We did some calculations this evening. We have now walked 653 miles and have another 492 miles to go. That means that we have to walk 15.8 miles a day for the rest of the trip. The mileage isn’t the hard part; it’s the heat that gets to us. We try to get up at 4:30am and be on the road shortly after 5:00. It works in theory. We are going to have to try a little harder.
Because China is one day ahead of Kirkland, I know that I am the very first person to wish Morgan and Chloe a very happy birthday. Chloe and Morgan, I hope you have a wonderful and fun filled day. I will be thinking of you both tomorrow, when it is today for you ; )
Two nights in the sane hotel and no walking- that’s called taking a zero. We have only done that one other time in the last 5 weeks. My foot is painful and needs more rest and Doug needs to look for new sandals. A little product un-endorsement here….. the sole of Doug’s brand new Teva sandal developed a deep crack that runs horizontally across the ball of the shoe (if that makes any sense) it’s been like that since mile 200. Not cool Teva. We expect more from $100+ sandals.
We try not too pay too much attention during the day to what the thermometer says. We drink a lot of water, take a lot of breaks and how we feel dictates how and how much we walk.

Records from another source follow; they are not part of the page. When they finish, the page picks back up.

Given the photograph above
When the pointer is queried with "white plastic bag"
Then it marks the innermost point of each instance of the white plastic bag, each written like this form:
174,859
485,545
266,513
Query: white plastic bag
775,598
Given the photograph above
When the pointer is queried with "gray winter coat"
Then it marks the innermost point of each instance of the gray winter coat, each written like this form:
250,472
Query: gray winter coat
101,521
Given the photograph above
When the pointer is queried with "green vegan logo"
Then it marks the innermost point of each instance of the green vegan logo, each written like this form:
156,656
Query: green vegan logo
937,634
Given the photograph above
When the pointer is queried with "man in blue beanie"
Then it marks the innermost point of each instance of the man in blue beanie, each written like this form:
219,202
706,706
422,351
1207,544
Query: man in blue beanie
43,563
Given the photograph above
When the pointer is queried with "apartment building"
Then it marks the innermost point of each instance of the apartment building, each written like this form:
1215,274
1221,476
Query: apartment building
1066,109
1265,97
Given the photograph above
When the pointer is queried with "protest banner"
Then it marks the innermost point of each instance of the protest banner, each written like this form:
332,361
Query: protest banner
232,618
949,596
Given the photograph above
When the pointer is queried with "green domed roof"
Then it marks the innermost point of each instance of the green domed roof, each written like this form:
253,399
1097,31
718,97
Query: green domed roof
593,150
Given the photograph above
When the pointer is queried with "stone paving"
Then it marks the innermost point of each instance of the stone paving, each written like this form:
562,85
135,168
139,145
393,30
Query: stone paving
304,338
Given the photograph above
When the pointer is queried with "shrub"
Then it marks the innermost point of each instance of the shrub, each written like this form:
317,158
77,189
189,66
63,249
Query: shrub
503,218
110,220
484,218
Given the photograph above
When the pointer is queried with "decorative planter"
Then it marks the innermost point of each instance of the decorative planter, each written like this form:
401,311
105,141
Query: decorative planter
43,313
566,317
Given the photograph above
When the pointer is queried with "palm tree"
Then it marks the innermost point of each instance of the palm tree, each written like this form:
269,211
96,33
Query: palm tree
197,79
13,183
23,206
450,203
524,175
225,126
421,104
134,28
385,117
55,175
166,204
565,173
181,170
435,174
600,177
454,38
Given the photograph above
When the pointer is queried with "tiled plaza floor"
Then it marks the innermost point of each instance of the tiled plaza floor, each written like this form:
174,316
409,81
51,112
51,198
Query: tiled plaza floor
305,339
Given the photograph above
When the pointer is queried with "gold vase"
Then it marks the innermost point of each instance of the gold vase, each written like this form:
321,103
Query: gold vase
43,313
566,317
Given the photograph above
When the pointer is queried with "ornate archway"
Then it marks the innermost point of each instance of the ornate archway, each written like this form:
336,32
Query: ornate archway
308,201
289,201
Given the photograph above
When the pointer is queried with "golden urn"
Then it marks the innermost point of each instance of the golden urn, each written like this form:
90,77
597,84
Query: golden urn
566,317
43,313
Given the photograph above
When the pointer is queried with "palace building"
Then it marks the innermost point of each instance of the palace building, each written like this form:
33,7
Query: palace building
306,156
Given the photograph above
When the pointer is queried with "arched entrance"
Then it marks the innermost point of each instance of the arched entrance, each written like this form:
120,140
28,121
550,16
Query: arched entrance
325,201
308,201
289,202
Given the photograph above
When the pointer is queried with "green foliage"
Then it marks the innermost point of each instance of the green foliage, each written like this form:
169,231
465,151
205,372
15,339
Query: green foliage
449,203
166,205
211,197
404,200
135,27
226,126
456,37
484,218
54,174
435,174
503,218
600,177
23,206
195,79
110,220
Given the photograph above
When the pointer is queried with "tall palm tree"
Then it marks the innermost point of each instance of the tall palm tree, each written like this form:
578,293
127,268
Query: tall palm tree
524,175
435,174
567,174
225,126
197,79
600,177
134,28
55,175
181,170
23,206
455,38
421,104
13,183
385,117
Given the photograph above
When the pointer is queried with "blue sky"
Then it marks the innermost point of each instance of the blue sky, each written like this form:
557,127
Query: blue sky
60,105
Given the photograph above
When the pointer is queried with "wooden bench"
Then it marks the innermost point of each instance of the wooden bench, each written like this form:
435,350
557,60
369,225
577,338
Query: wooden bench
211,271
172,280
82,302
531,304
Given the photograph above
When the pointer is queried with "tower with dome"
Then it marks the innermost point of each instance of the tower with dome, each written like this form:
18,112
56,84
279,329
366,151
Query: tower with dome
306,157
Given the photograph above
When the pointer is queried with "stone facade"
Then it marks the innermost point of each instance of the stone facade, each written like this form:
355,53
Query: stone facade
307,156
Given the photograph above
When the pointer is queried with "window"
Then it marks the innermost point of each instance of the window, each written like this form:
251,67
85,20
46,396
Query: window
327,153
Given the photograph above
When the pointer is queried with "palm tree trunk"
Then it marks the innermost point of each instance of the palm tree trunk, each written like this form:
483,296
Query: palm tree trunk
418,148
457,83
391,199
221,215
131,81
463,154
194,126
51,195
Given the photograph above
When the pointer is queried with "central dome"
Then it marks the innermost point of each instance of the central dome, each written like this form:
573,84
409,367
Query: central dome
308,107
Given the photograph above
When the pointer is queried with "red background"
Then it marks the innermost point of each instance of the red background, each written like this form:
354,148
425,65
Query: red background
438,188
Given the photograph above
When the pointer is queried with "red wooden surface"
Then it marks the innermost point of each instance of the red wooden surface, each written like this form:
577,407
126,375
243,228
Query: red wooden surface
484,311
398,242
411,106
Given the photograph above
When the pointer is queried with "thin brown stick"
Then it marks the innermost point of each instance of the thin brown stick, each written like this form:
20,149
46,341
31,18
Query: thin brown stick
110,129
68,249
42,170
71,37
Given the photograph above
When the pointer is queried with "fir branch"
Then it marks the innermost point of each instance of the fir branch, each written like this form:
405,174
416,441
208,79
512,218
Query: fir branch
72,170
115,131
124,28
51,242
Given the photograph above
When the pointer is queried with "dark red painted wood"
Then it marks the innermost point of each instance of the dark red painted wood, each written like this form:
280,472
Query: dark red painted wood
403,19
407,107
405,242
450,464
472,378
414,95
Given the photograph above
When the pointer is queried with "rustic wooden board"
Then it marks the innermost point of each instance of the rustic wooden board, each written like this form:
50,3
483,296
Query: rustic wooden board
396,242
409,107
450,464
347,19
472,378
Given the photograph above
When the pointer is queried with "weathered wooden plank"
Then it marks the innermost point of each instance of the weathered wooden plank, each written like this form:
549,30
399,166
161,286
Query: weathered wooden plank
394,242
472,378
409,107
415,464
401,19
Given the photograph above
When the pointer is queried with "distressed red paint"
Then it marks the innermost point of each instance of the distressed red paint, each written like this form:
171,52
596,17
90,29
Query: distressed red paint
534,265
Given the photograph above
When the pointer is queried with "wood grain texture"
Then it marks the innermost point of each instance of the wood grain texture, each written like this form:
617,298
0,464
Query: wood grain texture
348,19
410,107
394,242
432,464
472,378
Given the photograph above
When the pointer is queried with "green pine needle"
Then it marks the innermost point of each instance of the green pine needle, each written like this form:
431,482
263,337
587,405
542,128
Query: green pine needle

The guy who stopped and gave us watermelon sent Doug 2 pictures from yesterday. One pic is of the temperature reading on the dashboard of his car when he stopped to look for us. The temperature converts to 100.4 F.
This morning at around 9:30 a man in a truck on the opposite side of the road from us saw us walking and offered us what we thought was one of those huge papayas. We had just had breakfast so we politely declined his offer. Six hours later and about 14 miles up the road we were taking a break in the shade. We had left our packs sitting on one side of the road, crossed to the other side and had climbed over the guard rail and were sitting on a little curb. A truck pulled over a little ways past us and stopped. The driver got out so I stood up to see what was going on. It was the guy from this morning who had offered us papaya. He had seen our packs by the side of the road and was looking for us. He led us to the back of his truck and on closer inspection we saw that he hadn’t been offering us papaya. He had been offering us watermelon. He pulled out a knife and cut one into pieces and offered us some. It was so good and we were so hungry because we walked straight through the day without any lunch. I am constantly surprised by people’s thoughtfulness here.